E então ele fez tudo ainda mais intenso, agarrando as ancas dela e as inclinando, indo ainda mais fundo, tirando palavras sem som dela, até que ela pôde senti-lo por toda a parte.

“Minha amada senhorita…” Sua respiração estava ríspida, sua pele brilhava com suor, o olhar selvagem em seu rosto mexia com ela, fazendo o desejo dela ainda mais intenso.

E quando ele começou a se mexer, tirando e colocando de novo, com força e fundo, e com uma intenção feroz, aumentava ainda mais o clímax, que já era intenso.

“Callan,” ela sussurrou irregular. “Ai meu Deus…”

Ele ficou calado, mas o seu olhar era selvagem como se ele estivesse determinador a acabar com ela, a arma dela, a destruir ela, e nada iria fazê-lo parar.

Ele começou a enfiar com mais força, e ela começou a se arquear para ele, se mexendo junto a ele, as unhas dela cavavam os firmes músculos dos ombros dele. Saboreando o deslize liso de sua grossa masculinidade dentro do corpo dela.

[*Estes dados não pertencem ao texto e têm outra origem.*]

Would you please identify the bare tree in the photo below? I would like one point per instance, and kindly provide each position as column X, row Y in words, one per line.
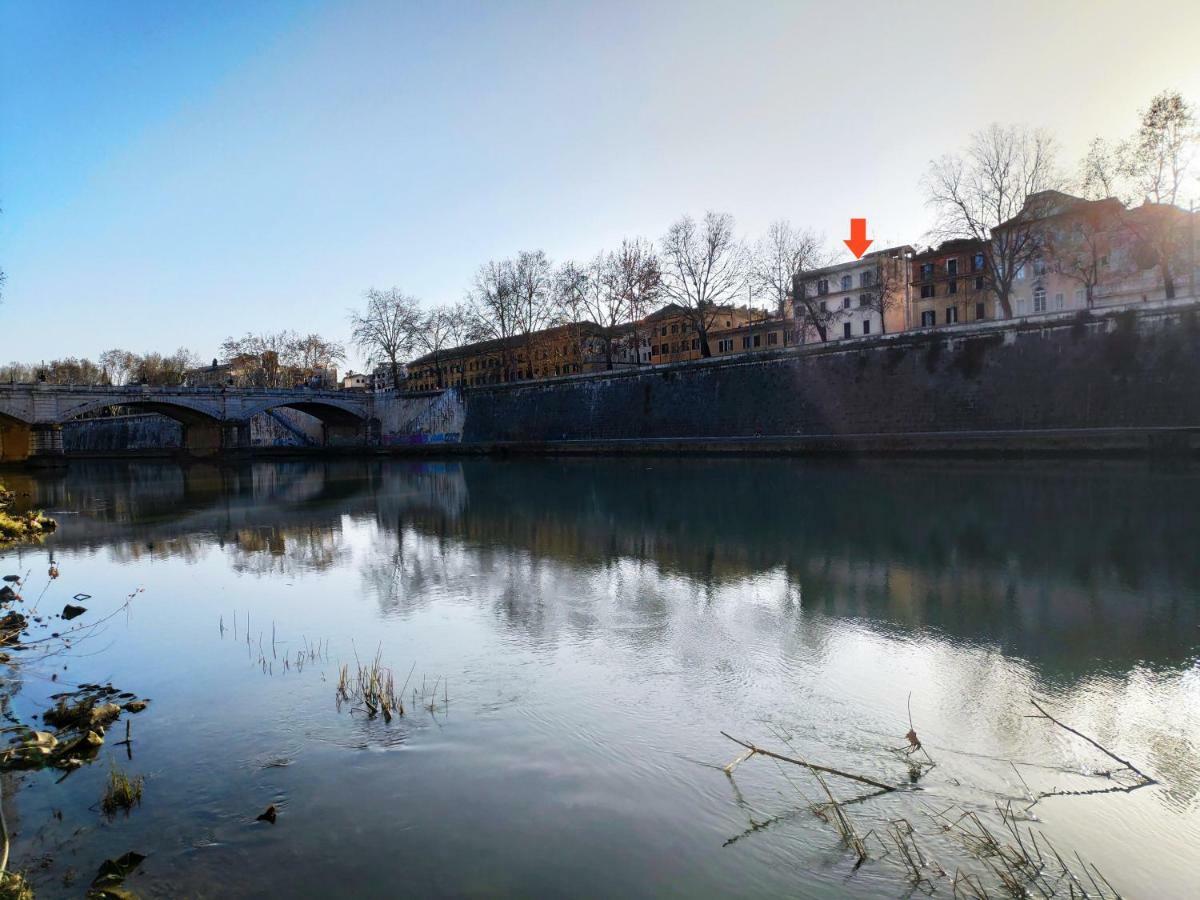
column 533, row 288
column 993, row 193
column 703, row 268
column 593, row 294
column 1151, row 166
column 492, row 311
column 780, row 256
column 442, row 329
column 633, row 274
column 385, row 331
column 1157, row 160
column 887, row 288
column 119, row 365
column 312, row 355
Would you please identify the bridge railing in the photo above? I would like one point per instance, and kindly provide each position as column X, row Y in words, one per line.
column 139, row 389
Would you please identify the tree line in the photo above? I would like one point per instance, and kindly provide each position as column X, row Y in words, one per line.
column 987, row 192
column 276, row 359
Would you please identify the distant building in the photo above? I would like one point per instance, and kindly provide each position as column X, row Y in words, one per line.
column 237, row 372
column 863, row 297
column 673, row 336
column 1099, row 253
column 948, row 285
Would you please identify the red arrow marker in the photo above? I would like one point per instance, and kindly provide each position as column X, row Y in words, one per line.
column 858, row 240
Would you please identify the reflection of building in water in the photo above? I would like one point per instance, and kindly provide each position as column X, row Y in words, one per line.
column 995, row 555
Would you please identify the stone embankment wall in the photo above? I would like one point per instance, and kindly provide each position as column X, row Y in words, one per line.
column 1116, row 372
column 1115, row 379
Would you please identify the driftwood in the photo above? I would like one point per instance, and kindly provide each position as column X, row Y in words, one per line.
column 751, row 750
column 1146, row 779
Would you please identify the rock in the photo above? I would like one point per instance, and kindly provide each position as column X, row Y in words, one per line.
column 105, row 714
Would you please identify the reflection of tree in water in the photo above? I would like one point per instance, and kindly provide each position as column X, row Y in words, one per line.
column 275, row 551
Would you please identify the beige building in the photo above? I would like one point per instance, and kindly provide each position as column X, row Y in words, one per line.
column 862, row 297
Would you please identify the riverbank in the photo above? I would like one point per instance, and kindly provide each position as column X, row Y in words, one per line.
column 601, row 622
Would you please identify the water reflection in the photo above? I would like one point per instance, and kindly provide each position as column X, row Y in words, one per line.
column 1074, row 567
column 601, row 622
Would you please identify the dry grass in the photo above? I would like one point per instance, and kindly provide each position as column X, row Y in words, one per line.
column 24, row 526
column 373, row 687
column 121, row 792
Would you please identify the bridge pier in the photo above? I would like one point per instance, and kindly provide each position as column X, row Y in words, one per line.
column 46, row 445
column 235, row 436
column 15, row 439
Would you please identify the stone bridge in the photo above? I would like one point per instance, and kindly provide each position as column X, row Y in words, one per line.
column 214, row 419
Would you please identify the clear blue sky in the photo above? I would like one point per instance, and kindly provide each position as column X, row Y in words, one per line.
column 172, row 173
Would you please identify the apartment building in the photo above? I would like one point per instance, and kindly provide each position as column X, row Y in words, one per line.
column 862, row 297
column 948, row 285
column 673, row 336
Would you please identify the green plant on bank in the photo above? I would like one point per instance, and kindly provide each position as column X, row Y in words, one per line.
column 123, row 792
column 22, row 526
column 15, row 887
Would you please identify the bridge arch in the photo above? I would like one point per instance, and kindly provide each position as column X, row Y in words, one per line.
column 329, row 409
column 187, row 411
column 341, row 421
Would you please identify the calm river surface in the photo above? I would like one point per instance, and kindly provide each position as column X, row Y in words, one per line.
column 593, row 627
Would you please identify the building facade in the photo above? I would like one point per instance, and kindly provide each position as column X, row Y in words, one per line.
column 862, row 297
column 948, row 285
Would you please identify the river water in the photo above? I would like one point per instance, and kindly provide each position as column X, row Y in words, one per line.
column 592, row 628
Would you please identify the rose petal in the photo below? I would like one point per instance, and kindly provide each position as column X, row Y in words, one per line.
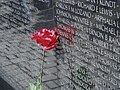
column 50, row 47
column 47, row 38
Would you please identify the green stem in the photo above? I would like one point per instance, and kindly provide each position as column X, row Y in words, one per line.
column 39, row 81
column 42, row 67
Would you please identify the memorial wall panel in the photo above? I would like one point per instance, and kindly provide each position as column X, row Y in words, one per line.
column 90, row 32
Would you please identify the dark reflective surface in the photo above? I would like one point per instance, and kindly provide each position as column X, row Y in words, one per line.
column 4, row 85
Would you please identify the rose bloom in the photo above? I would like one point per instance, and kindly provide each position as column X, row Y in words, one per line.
column 47, row 38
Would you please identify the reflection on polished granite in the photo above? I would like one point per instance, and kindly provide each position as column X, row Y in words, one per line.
column 4, row 85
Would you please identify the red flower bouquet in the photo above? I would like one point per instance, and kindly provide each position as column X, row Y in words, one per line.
column 47, row 38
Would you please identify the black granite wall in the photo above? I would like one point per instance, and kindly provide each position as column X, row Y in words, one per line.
column 88, row 52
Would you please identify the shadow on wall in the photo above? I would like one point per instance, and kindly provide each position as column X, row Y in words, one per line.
column 4, row 85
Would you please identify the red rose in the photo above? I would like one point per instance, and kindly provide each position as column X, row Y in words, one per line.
column 47, row 38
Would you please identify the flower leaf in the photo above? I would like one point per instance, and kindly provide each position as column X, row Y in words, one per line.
column 39, row 85
column 32, row 86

Sons escapavam dela, barulhos animalescos de prazer a dominavam completamente com aquela dor dentro dela. Era uma dor bem apertada—oh, céus—ela sabia que quando soltasse ela iria explodir.

Ela estava balbuciando, ela podia se ouvir, palavras imponentes saiam de sua boca sob a dele corriam juntas em um grande fluxo.

PorfavorCallanohDeusporfavormaisfortemaisrápidofundomeajudeohcéussimporfavormaisforte.

Ela não conseguia se conter, um terremoto começou a dividir ela ao meio. E então ele tirou seus lábios dela e sua mão escorregou entre seus escorregadios, ritmados corpos, seus dedos encontraram novamente sua protuberância sensível, circulando, e pressionando gentilmente enquanto ele metia.

“Goza, Kamara,” ele gemeu, sua voz era quente e firme, a voz de um estranho. “Goze para mim.”

Parecia que seu corpo estava aguardando por aquele comando, a pressão se soltou e ela gritou, sentia como se tivesse sido partida ao meio. “Caaaaaallan!”

Enquanto partes dela se espalhavam pelo ar, ela estava levemente ciente dele se movendo mais rápido, e então veio o som da liberação dele, o rugido gutural ecoou pelo quarto, todo o corpo dele se enrijeceu.

Mas ela não tinha mais forças para nada além de enrolar seus braços nele e o segurar firme. E assim ela o fez.

Ele estava tremendo. Assim como ela também estava.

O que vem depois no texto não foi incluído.